Quando nei primi mesi dell’anno il Presidente Cialli ed io ci siamo ripetutamente incontrati per discutere sulla fine ingloriosa del calcio italiano e sul danno che questo quotidiano spettacolo di scorrettezze, violenze e giro di soldi milionario arreca ai nostri figli … beh … sapevamo che non sarebbe stato facile cambiare le cose.
Eppure, proprio dai nostri incontri, in questa piccola realtà chiamata Monterosi, nasce il desiderio e la precisa volontà di provare a fare qualcosa di diverso: sport come educazione, onestà, rispetto, fine della violenza e della maldicenza, calcio come gioco, non come guerra, rammentando sempre che correre dietro a un pallone è sorriso e fratellanza.
E così è nata l’associazione ASD Real Monterosi – No Fair No Play, progetto lanciato già nel 2004 e che si propone, grazie al contributo di volontari e di grandi campioni, di restituire dignità e valore al calcio, insegnando ai giovani a giocare bene, non per la smania del successo ma per divertimento e amicizia.
Sapevamo che non sarebbe stato facile: alcuni ci guardano con simpatia, altri ci “tirano le pietre”, abbiamo incontrato difficoltà e qualche problema, ma siamo sempre amici e abbiamo ancora oggi quell’entusiasmo e quella determinazione che sono più forti delle mille chiacchiere, delle invenzioni dei giornali, dei risentimenti del passato, dei fallimenti o delle promesse non mantenute.
E abbiamo sempre quello stesso obbiettivo – assolutamente prioritario – che tutta la dirigenza dell’ASD Real Monterosi – No Fair No Play ha dichiarato in Conferenza Stampa l’11 luglio 2014:

– il Calcio è un gioco, non è una guerra
– lo Sport come lealtà e rispetto
– azzeramento del business milionario del Calcio
– ritorno alle Associazioni Sportive
– educazione dei giovani, vittime del silenzio generazionale e della solitudine mediatica
– collaborazione con i campioni di altre discipline sportive
– ritorno alla tecnica e al bel gioco

 

Luciano Capponi
Presidente etico No Fair No Play – ASD Real Monterosi

Lettera ai giovani calciatori

di Luciano Capponi

 

Caro figlio, è inesorabile che tu giocherai al pallone.
Così ho alcune cose da dirti, fanne l’uso che credi.

  1. Ricordati che la prima volta che darai un calcio al pallone, tu stai GIOCANDO al gioco del calcio: per favore, non dimenticarlo mai!

  1. Ricordati che il gioco del calcio è un gioco di squadra, non puoi vincere da solo!
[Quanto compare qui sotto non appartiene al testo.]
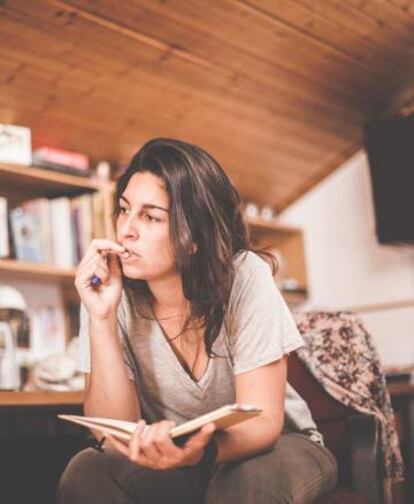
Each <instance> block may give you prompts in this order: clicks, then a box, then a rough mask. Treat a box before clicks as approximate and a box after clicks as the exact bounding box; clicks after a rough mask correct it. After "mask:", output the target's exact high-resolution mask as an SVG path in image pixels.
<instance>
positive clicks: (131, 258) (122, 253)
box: [120, 246, 141, 261]
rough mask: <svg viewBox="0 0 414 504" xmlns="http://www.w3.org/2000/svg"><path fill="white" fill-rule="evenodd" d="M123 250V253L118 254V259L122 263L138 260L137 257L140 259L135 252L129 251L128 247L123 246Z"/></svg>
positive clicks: (129, 250)
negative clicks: (120, 258) (129, 261)
mask: <svg viewBox="0 0 414 504" xmlns="http://www.w3.org/2000/svg"><path fill="white" fill-rule="evenodd" d="M124 249H125V252H123V253H122V254H120V258H121V259H122V260H123V261H131V260H134V259H138V258H139V257H141V256H140V255H139V254H138V253H137V252H134V251H133V250H131V249H129V248H128V247H125V246H124Z"/></svg>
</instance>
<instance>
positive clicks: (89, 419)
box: [58, 404, 262, 441]
mask: <svg viewBox="0 0 414 504" xmlns="http://www.w3.org/2000/svg"><path fill="white" fill-rule="evenodd" d="M261 411H262V410H261V409H259V408H256V407H255V406H248V405H242V404H228V405H226V406H223V407H221V408H218V409H216V410H214V411H210V413H206V414H205V415H201V416H199V417H197V418H194V419H193V420H189V421H188V422H185V423H183V424H181V425H177V426H176V427H173V428H172V429H171V431H170V435H171V437H172V438H178V437H179V436H184V435H187V434H191V433H193V432H195V431H196V430H198V429H200V428H201V427H203V426H204V425H206V424H208V423H210V422H213V423H214V424H215V426H216V430H219V429H226V428H227V427H230V426H231V425H235V424H237V423H240V422H244V421H245V420H249V419H250V418H253V417H255V416H258V415H260V413H261ZM58 417H59V418H62V419H63V420H68V421H69V422H74V423H76V424H79V425H82V426H83V427H88V428H89V429H93V430H97V431H100V432H103V433H104V434H112V435H113V436H116V437H118V438H121V439H126V440H128V441H129V439H131V436H132V433H133V432H134V431H135V429H136V427H137V423H136V422H127V421H126V420H116V419H112V418H96V417H85V416H78V415H58Z"/></svg>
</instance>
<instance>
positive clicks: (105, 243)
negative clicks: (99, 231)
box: [80, 239, 125, 264]
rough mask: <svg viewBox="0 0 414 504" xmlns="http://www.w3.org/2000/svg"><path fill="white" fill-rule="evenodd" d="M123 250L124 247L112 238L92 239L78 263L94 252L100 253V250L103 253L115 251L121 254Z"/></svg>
mask: <svg viewBox="0 0 414 504" xmlns="http://www.w3.org/2000/svg"><path fill="white" fill-rule="evenodd" d="M124 251H125V248H124V247H123V246H122V245H120V244H119V243H117V242H115V241H113V240H105V239H99V240H92V241H91V244H90V245H89V247H88V250H87V251H86V252H85V255H84V256H83V258H82V261H81V262H80V264H82V263H84V262H86V261H88V259H90V258H91V257H92V256H94V255H95V254H96V253H98V254H101V253H102V252H104V253H110V252H112V253H114V254H117V253H119V254H121V253H122V252H124Z"/></svg>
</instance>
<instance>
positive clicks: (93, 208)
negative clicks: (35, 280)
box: [0, 192, 105, 268]
mask: <svg viewBox="0 0 414 504" xmlns="http://www.w3.org/2000/svg"><path fill="white" fill-rule="evenodd" d="M7 210H8V202H7V199H6V198H0V231H1V233H0V258H1V257H14V258H16V259H17V260H20V261H27V262H34V263H44V264H53V265H55V266H58V267H63V268H72V267H74V266H76V265H77V264H78V263H79V261H80V260H81V259H82V257H83V256H84V254H85V252H86V250H87V248H88V247H89V245H90V242H91V241H92V239H93V238H101V237H104V236H105V226H104V222H103V220H104V204H103V197H102V195H101V194H100V193H99V192H97V193H96V194H95V193H94V194H90V193H86V194H82V195H80V196H75V197H73V198H69V197H67V196H62V197H59V198H53V199H48V198H35V199H32V200H27V201H25V202H23V203H21V204H20V206H18V207H16V208H13V209H11V210H9V212H8V211H7ZM8 215H9V218H8ZM8 221H10V234H9V233H8V232H7V229H8Z"/></svg>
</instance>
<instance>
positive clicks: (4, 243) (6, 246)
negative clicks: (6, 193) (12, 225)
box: [0, 196, 10, 258]
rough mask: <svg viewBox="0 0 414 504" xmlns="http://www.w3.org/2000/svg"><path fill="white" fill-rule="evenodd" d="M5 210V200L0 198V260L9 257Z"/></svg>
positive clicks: (5, 202) (7, 221)
mask: <svg viewBox="0 0 414 504" xmlns="http://www.w3.org/2000/svg"><path fill="white" fill-rule="evenodd" d="M7 208H8V205H7V199H6V198H4V197H3V196H0V258H2V257H9V255H10V247H9V225H8V212H7Z"/></svg>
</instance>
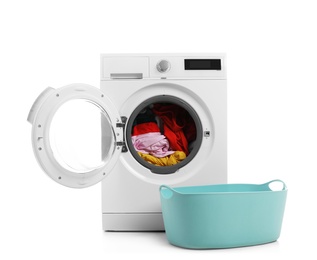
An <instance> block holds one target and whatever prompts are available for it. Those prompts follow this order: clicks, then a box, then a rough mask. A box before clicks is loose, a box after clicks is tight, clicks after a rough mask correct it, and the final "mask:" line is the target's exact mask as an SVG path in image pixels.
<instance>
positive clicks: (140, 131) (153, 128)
mask: <svg viewBox="0 0 317 260" xmlns="http://www.w3.org/2000/svg"><path fill="white" fill-rule="evenodd" d="M153 132H160V129H159V127H158V125H157V124H156V123H154V122H148V123H142V124H138V125H136V126H134V127H133V132H132V135H142V134H147V133H153Z"/></svg>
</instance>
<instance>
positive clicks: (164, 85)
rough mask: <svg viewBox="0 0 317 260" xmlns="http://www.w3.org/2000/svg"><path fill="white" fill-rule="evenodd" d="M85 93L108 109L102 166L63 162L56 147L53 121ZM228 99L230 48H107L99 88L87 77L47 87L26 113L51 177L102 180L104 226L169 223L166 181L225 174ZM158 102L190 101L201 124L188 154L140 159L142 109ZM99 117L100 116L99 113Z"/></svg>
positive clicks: (179, 183)
mask: <svg viewBox="0 0 317 260" xmlns="http://www.w3.org/2000/svg"><path fill="white" fill-rule="evenodd" d="M82 99H84V100H88V101H89V103H93V104H95V105H97V106H98V108H100V109H101V110H102V113H101V114H102V116H101V133H100V134H101V136H102V138H101V146H102V147H101V158H102V159H101V162H100V164H98V163H97V166H96V167H88V168H87V167H86V168H81V167H82V166H81V165H80V164H78V165H77V164H72V163H65V164H64V161H67V160H63V159H60V157H61V156H57V151H60V149H55V148H54V147H52V146H54V145H55V141H52V135H53V134H52V129H51V128H52V127H55V125H56V123H55V121H56V120H55V119H54V117H55V115H57V113H58V111H59V108H60V107H61V106H64V104H66V103H68V102H69V101H73V100H82ZM226 102H227V80H226V59H225V55H224V54H209V53H207V54H102V55H101V83H100V89H97V88H95V87H91V86H88V85H85V84H72V85H69V86H66V87H63V88H60V89H56V90H55V89H47V90H45V91H44V92H43V93H42V94H41V95H40V96H39V98H38V99H37V100H36V101H35V103H34V105H33V107H32V109H31V111H30V114H29V117H28V121H29V122H31V123H32V124H33V130H32V140H33V148H34V153H35V156H36V158H37V160H38V162H39V164H40V165H41V167H42V168H43V170H44V171H45V172H46V173H47V174H48V175H49V176H50V177H51V178H52V179H54V180H55V181H56V182H58V183H60V184H62V185H65V186H68V187H75V188H80V187H88V186H91V185H93V184H95V183H97V182H100V181H101V182H102V220H103V229H104V230H107V231H156V230H157V231H158V230H164V224H163V218H162V213H161V204H160V196H159V187H160V185H162V184H167V185H171V186H193V185H207V184H217V183H226V182H227V110H226V107H227V104H226ZM157 103H159V104H165V103H168V104H175V105H177V106H180V107H182V108H184V109H185V110H187V111H188V112H189V114H190V115H191V117H192V119H193V121H194V122H195V125H196V130H197V134H196V140H195V142H193V148H191V152H190V154H189V155H188V156H187V158H186V159H185V160H184V161H182V162H181V163H179V164H176V165H173V166H154V165H151V164H149V163H148V162H146V161H142V159H140V157H139V156H138V154H137V152H136V151H135V149H134V147H133V143H132V141H131V136H132V135H131V132H132V129H133V124H134V121H135V119H136V118H137V116H138V115H139V114H140V113H141V111H143V109H144V108H145V107H151V106H152V105H153V104H157ZM83 114H84V113H83V112H81V115H82V116H83ZM88 119H89V118H88ZM66 121H67V122H68V120H66ZM97 121H98V122H97V125H98V124H100V118H99V119H98V120H97ZM67 122H65V123H62V125H63V127H62V130H63V131H66V130H65V129H66V127H65V125H66V124H67ZM86 125H87V124H86ZM54 129H55V128H54ZM54 131H55V130H54ZM85 131H86V130H85ZM86 132H87V131H86ZM61 135H62V134H61ZM70 135H71V134H70ZM68 139H69V138H68ZM68 139H64V140H68ZM97 141H98V140H97ZM77 143H78V142H77ZM53 144H54V145H53ZM86 150H87V149H86ZM65 154H66V155H65ZM68 154H69V152H65V153H64V155H65V156H69V155H68ZM96 156H99V155H96ZM76 158H77V157H76ZM98 160H99V161H100V158H98ZM74 165H75V166H74ZM77 166H78V167H77Z"/></svg>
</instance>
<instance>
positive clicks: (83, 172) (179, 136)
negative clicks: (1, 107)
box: [28, 84, 202, 188]
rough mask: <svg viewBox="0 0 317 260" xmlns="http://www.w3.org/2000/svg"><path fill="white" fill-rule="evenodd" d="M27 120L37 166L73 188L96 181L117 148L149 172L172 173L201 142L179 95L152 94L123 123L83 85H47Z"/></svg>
mask: <svg viewBox="0 0 317 260" xmlns="http://www.w3.org/2000/svg"><path fill="white" fill-rule="evenodd" d="M28 121H29V122H30V123H32V125H33V127H32V143H33V150H34V154H35V157H36V158H37V160H38V162H39V164H40V166H41V167H42V169H43V170H44V171H45V172H46V173H47V174H48V175H49V176H50V177H51V178H52V179H53V180H55V181H56V182H58V183H60V184H62V185H65V186H68V187H74V188H83V187H88V186H91V185H93V184H95V183H97V182H99V181H101V180H102V179H103V178H104V177H105V176H106V175H107V173H109V172H110V171H111V169H112V168H113V167H114V165H115V164H116V162H117V161H118V159H119V156H120V154H121V152H122V151H126V152H130V153H131V154H132V156H133V157H134V158H135V160H137V162H138V163H140V164H142V165H143V166H144V167H146V168H148V169H149V170H150V171H149V174H151V172H152V173H155V174H171V173H175V172H176V171H177V170H178V169H180V168H181V167H183V166H184V165H186V164H187V163H189V162H190V161H191V160H192V159H193V158H194V157H195V155H196V153H197V152H198V150H199V148H200V145H201V142H202V126H201V122H200V120H199V117H198V115H197V113H196V112H195V110H194V109H193V108H192V107H191V106H190V104H187V103H186V102H184V101H182V100H181V99H179V98H177V97H174V96H166V95H162V96H155V97H151V98H149V99H148V100H146V101H144V102H142V104H140V105H139V106H137V107H136V109H135V110H134V111H133V112H132V113H131V115H130V116H129V118H128V119H127V121H126V123H125V124H124V122H122V120H121V117H120V115H119V112H118V111H117V109H116V107H115V106H114V104H113V103H112V102H111V100H109V99H108V98H107V97H106V96H105V95H104V94H103V93H102V92H101V91H100V89H98V88H95V87H92V86H89V85H86V84H72V85H68V86H65V87H63V88H59V89H52V88H48V89H46V90H45V91H44V92H43V93H42V94H41V95H40V96H39V97H38V98H37V100H36V101H35V102H34V104H33V106H32V108H31V111H30V113H29V117H28Z"/></svg>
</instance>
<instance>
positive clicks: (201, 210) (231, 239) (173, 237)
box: [160, 180, 287, 249]
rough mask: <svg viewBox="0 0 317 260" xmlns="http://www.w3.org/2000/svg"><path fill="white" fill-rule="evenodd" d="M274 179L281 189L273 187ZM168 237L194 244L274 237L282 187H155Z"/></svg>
mask: <svg viewBox="0 0 317 260" xmlns="http://www.w3.org/2000/svg"><path fill="white" fill-rule="evenodd" d="M276 182H279V183H281V185H282V187H281V189H280V190H272V189H271V188H270V187H271V186H272V183H276ZM160 195H161V204H162V213H163V220H164V225H165V230H166V236H167V239H168V241H169V242H170V243H171V244H173V245H176V246H180V247H185V248H195V249H207V248H230V247H241V246H251V245H258V244H264V243H269V242H273V241H276V240H277V239H278V238H279V236H280V232H281V226H282V221H283V215H284V208H285V203H286V197H287V187H286V185H285V183H284V182H282V181H281V180H273V181H270V182H267V183H264V184H260V185H257V184H220V185H208V186H191V187H177V188H176V187H173V188H171V187H169V186H166V185H162V186H161V187H160Z"/></svg>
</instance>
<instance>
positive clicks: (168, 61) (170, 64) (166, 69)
mask: <svg viewBox="0 0 317 260" xmlns="http://www.w3.org/2000/svg"><path fill="white" fill-rule="evenodd" d="M156 68H157V70H158V71H159V72H161V73H165V72H168V71H169V70H170V69H171V63H170V62H169V61H168V60H161V61H159V62H158V63H157V64H156Z"/></svg>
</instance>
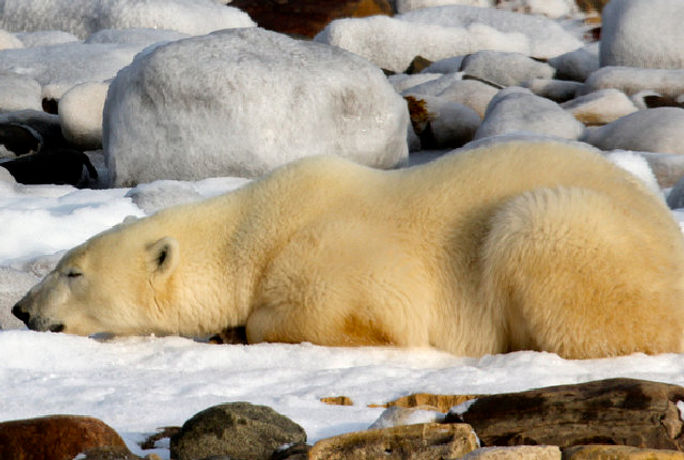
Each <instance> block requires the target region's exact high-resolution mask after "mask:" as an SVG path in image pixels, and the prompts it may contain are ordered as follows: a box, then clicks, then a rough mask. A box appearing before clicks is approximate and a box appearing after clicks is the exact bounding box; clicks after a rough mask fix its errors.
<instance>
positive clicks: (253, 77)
mask: <svg viewBox="0 0 684 460" xmlns="http://www.w3.org/2000/svg"><path fill="white" fill-rule="evenodd" d="M407 125H408V110H407V108H406V102H405V101H404V100H403V99H402V98H401V97H400V96H399V95H398V94H397V93H396V92H395V91H394V88H393V87H392V85H390V84H389V83H388V82H387V79H386V77H385V75H384V74H383V73H382V71H381V70H380V69H379V68H377V67H376V66H373V65H372V64H370V63H369V62H368V61H366V60H364V59H362V58H360V57H358V56H355V55H353V54H350V53H347V52H346V51H344V50H341V49H339V48H335V47H330V46H326V45H322V44H320V43H315V42H308V41H298V40H292V39H290V38H288V37H287V36H285V35H281V34H277V33H274V32H269V31H266V30H263V29H258V28H246V29H233V30H224V31H219V32H215V33H212V34H209V35H206V36H203V37H194V38H189V39H185V40H179V41H176V42H172V43H169V44H165V45H162V46H159V47H157V48H155V49H154V50H152V51H149V52H145V53H141V54H140V55H139V56H137V57H136V59H135V61H134V62H133V63H132V64H131V65H130V66H128V67H126V68H125V69H123V70H121V71H120V72H119V73H118V75H117V77H116V78H115V79H114V81H113V82H112V84H111V86H110V89H109V93H108V95H107V100H106V103H105V109H104V120H103V141H104V142H103V143H104V150H105V155H106V157H107V162H108V166H109V167H110V170H111V171H112V173H114V179H115V181H114V183H115V184H116V185H118V186H121V185H126V184H135V183H140V182H149V181H152V180H156V179H162V178H163V179H198V178H204V177H211V176H241V177H253V176H259V175H261V174H263V173H265V172H267V171H269V170H271V169H273V168H275V167H277V166H280V165H282V164H284V163H286V162H289V161H291V160H294V159H296V158H300V157H304V156H309V155H316V154H325V153H328V154H338V155H341V156H344V157H347V158H350V159H352V160H354V161H357V162H360V163H364V164H367V165H371V166H375V167H383V168H389V167H394V166H396V165H397V164H399V163H402V162H404V161H405V160H406V157H407V155H408V151H407V145H406V127H407Z"/></svg>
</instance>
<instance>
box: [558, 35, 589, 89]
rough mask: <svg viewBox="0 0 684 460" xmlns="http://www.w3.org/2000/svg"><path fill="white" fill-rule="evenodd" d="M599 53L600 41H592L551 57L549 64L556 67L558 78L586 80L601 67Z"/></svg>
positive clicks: (561, 78) (582, 80)
mask: <svg viewBox="0 0 684 460" xmlns="http://www.w3.org/2000/svg"><path fill="white" fill-rule="evenodd" d="M598 53H599V51H598V43H592V44H590V45H587V46H583V47H582V48H579V49H576V50H575V51H570V52H568V53H565V54H561V55H560V56H556V57H554V58H551V59H549V64H550V65H551V66H552V67H554V68H555V69H556V78H560V79H562V80H574V81H579V82H584V81H585V80H586V79H587V78H589V75H591V74H592V73H593V72H595V71H597V70H598V69H599V57H598Z"/></svg>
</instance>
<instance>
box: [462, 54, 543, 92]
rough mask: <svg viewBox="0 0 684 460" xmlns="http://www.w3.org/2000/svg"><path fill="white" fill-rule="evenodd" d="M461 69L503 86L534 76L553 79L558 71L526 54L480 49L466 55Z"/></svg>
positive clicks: (468, 72)
mask: <svg viewBox="0 0 684 460" xmlns="http://www.w3.org/2000/svg"><path fill="white" fill-rule="evenodd" d="M461 71H462V72H463V73H464V74H466V75H470V76H473V77H476V78H479V79H481V80H485V81H490V82H492V83H495V84H497V85H500V86H503V87H506V86H520V85H521V84H522V83H524V82H526V81H528V80H532V79H534V78H544V79H551V78H553V75H554V73H555V72H556V71H555V69H554V68H553V67H551V66H550V65H548V64H546V63H544V62H539V61H535V60H534V59H532V58H530V57H528V56H525V55H524V54H519V53H503V52H500V51H478V52H477V53H474V54H471V55H469V56H466V57H465V58H464V59H463V63H462V64H461Z"/></svg>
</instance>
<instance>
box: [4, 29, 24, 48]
mask: <svg viewBox="0 0 684 460" xmlns="http://www.w3.org/2000/svg"><path fill="white" fill-rule="evenodd" d="M23 47H24V44H23V43H22V41H21V40H19V39H18V38H17V37H16V36H15V35H14V34H11V33H9V32H7V31H5V30H0V50H6V49H15V48H23Z"/></svg>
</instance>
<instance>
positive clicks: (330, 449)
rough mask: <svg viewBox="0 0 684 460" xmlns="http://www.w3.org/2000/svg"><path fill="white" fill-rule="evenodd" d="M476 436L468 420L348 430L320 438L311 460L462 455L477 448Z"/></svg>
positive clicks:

Se non c’è armonia ed amicizia, non si va da nessuna parte!

  1. Ricordati che se la vita ha deciso che tu sarai un calciatore professionista, ripeti a te stesso: “Dio, come sono fortunato!”. Ti pagheranno per correre in mutande a prendere a calci un pallone!

  1. Ricordati che non durerà molto: fai tesoro di quegli anni felici e fortunati perché raggiunta la fatidica soglia in cui dovrai smettere non potrai accusare nessuno delle tue negligenze.

  1. Ricordati che tu rappresenterai un’intera città e sarai d’esempio: vogliamo parlarne?